For nearly 60 years, Pyrazinamide (PZA) has been used in conjunction with other medications to treat tuberculosis (TB), but scientists did not fully understand how the drug killed TB bacteria. PZA plays a unique role in shortening the duration of current TB therapy to six months and is used frequently to treat multi-drug resistant TB. A new study, led by researchers at the Johns Hopkins Bloomberg School of Public Health, suggests that PZA binds to a specific protein named RpsA and inhibits trans-translation, a process that enables the TB bacteria to survive under stressful conditions. Their findings, published in the August 11, 2011 edition of Science Express, could lead to new targets for developing more effective anti-TB drugs.
"PZA is a peculiar and unconventional drug that works very differently from common antibiotics that mainly kill growing bacteria. PZA primarily kills non-growing bacteria called persisters that are not susceptible to common antibiotics," said Ying Zhang, MD, PhD, senior author of the study and professor in the Bloomberg School's W. Harry Feinstone Department of Molecular Microbiology and Immunology. "While PZA works very well in the body against TB, it has no effect on the growing bacteria in a test tube, which has made it difficult to understand just how it works."
PZA is converted to the active form of pyrazinoic acid (POA) by an amidase enzyme (PncA) also identified by Zhang's group in 1996. Through a series of experiments, Zhang and his colleagues determined that POA binds to ribosomal protein S1 (RpsA), a vital protein in the trans-translation process. Trans-translation is essential for cell survival under stress conditions. Partially synthesized proteins which are produced under stress conditions are toxic to the bacterial cell. It has developed a mechanism called trans-translation to add a short peptide tag to the partially produced toxic proteins so they can be recognized for degradation by proteases to relieve the toxicity. Inhibition of trans-translation by PZA explains why the drug can eradicate persisting organisms, and thereby shortening the therapy.
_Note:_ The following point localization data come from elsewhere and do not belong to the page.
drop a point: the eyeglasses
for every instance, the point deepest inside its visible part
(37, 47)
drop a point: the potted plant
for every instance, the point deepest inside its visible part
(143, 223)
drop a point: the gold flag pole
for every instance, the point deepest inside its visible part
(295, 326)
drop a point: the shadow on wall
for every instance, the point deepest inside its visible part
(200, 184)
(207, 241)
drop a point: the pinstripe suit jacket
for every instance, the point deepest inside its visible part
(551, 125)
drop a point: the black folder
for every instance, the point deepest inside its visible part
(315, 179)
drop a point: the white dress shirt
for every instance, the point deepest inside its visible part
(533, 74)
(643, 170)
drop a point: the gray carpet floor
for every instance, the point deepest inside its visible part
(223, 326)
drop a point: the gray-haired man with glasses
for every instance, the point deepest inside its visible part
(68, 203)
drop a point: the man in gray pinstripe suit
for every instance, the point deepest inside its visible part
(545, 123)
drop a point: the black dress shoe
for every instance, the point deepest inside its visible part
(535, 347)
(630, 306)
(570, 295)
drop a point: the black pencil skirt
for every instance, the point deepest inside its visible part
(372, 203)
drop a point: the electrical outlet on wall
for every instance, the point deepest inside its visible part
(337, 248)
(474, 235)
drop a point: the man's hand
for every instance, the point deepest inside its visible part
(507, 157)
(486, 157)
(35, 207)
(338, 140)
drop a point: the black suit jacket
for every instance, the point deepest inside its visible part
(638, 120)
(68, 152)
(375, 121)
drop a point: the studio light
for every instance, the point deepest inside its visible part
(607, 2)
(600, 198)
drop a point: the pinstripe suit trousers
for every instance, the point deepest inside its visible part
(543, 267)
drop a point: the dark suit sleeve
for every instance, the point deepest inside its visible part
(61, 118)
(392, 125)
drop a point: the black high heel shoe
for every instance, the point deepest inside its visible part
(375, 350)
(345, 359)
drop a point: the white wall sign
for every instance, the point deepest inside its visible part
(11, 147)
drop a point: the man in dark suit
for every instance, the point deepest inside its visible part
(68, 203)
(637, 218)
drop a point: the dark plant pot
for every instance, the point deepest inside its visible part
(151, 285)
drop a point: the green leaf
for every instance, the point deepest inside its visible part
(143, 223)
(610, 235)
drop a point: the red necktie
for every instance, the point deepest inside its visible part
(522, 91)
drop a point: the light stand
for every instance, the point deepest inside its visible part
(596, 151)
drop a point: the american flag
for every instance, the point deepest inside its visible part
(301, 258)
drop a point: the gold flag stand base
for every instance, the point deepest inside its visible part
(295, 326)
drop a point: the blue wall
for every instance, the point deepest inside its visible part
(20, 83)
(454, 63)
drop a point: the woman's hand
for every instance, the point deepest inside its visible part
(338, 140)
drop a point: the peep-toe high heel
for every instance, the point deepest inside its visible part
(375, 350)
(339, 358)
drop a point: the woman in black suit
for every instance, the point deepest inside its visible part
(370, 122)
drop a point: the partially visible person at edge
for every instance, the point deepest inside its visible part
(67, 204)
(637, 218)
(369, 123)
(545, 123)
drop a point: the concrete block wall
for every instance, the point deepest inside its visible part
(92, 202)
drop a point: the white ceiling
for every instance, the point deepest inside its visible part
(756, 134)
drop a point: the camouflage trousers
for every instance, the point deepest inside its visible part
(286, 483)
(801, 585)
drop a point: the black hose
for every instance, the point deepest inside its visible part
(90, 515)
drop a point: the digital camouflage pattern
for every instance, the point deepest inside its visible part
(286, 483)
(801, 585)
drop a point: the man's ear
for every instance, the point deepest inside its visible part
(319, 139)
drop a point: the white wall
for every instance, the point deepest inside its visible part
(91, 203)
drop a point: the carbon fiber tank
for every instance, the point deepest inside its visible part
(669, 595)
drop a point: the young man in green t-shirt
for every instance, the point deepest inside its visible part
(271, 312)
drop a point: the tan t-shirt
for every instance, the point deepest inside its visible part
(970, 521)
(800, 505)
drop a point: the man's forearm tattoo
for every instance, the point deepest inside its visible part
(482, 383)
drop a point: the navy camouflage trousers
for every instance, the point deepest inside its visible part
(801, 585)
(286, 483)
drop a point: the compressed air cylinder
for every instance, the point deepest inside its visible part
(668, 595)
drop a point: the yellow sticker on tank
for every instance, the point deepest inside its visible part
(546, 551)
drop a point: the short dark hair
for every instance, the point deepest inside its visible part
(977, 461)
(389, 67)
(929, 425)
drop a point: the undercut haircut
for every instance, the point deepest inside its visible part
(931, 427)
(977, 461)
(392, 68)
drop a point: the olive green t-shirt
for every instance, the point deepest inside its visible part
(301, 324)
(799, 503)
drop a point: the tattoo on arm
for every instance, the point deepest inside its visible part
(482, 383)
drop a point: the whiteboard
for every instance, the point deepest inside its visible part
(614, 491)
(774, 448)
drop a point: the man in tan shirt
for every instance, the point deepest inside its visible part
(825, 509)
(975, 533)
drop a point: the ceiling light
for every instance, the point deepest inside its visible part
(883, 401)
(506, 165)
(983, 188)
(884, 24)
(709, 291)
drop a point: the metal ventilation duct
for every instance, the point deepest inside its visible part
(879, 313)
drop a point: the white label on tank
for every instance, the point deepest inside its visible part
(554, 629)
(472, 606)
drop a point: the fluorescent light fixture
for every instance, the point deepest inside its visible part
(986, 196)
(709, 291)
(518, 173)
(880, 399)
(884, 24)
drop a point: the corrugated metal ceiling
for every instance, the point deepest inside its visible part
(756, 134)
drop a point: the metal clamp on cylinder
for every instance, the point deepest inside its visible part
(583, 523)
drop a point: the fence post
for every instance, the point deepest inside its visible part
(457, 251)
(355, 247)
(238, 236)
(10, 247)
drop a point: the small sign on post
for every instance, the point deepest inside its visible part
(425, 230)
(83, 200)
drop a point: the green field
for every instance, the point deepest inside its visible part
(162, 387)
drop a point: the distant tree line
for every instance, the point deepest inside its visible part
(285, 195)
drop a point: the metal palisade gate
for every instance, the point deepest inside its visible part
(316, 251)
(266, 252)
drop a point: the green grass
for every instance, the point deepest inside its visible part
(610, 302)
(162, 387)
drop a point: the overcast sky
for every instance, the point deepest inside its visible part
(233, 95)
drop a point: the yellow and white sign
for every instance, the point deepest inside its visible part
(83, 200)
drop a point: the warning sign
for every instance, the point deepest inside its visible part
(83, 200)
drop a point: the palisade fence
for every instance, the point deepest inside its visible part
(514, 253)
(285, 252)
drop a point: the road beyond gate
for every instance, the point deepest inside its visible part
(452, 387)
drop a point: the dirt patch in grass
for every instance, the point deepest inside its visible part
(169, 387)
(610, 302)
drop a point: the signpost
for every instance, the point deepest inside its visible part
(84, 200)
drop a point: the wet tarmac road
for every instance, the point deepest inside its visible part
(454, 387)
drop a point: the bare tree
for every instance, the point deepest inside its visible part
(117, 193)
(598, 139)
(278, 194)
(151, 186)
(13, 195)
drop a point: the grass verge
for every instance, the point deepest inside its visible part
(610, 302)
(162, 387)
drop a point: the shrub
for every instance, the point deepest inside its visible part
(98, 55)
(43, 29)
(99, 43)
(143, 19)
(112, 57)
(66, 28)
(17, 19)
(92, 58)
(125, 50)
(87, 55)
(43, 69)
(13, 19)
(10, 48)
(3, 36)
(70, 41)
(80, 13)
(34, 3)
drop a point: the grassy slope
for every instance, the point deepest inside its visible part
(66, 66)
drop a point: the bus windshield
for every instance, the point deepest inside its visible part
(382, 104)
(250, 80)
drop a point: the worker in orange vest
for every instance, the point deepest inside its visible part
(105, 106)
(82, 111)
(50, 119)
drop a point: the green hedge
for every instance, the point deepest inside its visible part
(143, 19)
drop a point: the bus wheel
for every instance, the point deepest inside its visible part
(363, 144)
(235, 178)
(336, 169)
"There is renewed interest in PZA because it is the only drug that cannot be replaced among the current TB drugs without compromising the efficacy of therapy. The identification of the drug target RpsA not only offers a new resistance mechanism to PZA but also opens up a way for designing a new generation of antibiotics that target persister bacteria for improved treatment of chronic and persistent infections including TB," said Zhang.